Hasrat

1.9K 127 20
                                    

Malam semakin larut. Bulan bersinar tinggi di angkasa. Menerangi bumi yang basah usai rintik hujan menyambangi kegelapan. Udara dingin menggigit permukaan kulit. Berbanding terbalik dengan kondisi bawah tanah yang setiap hari terasa lembab. Tak ada genangan. Rintik hujan tak mampu menembus tebalnya tanah di atas permukaan.

Dentuman musik keras terdengar dari setiap bar yang berjajar rapi. Satu per satu pengunjung datang silih berganti. Pagi hingga malam selalu ramai. Seolah distrik penuh hiburan dan penyalur hasrat berahi itu tidak pernah kenal rasa sepi.

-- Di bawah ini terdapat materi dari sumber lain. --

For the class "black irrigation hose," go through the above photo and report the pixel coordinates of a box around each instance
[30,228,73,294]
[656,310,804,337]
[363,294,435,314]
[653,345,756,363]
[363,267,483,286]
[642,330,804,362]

Wings of Freedom menjadi satu-satunya bar yang penuh sesak hingga pengunjung lain tidak bisa masuk. Para penjaga berdiri di depan pintu. Berkali-kali harus menggeleng dan melarang lelaki kesepian untuk menerobos. Papan putih bertuliskan kata ‘PENUH’ dengan tinta hitam seakan tidak terlihat. Mereka tetap ingin memaksa. Beberapa memilih untuk mencari hiburan di bar lain. Sisanya menunggu di depan bangunan. Berharap mendapatkan kesempatan untuk menikmati hiburan malam yang khas.

Wanita penghibur memang tersebar di berbagai bar. Namun, hanya Wings of Freedom saja yang memiliki konsep kostum berbeda setiap malamnya. Tidak hanya itu, jumlah pekerja juga akan semakin bertambah. Dan baru-baru ini mereka sedang mempromosikan lelaki muda untuk teman pengunjung penyuka sesama jenis atau wanita kesepian.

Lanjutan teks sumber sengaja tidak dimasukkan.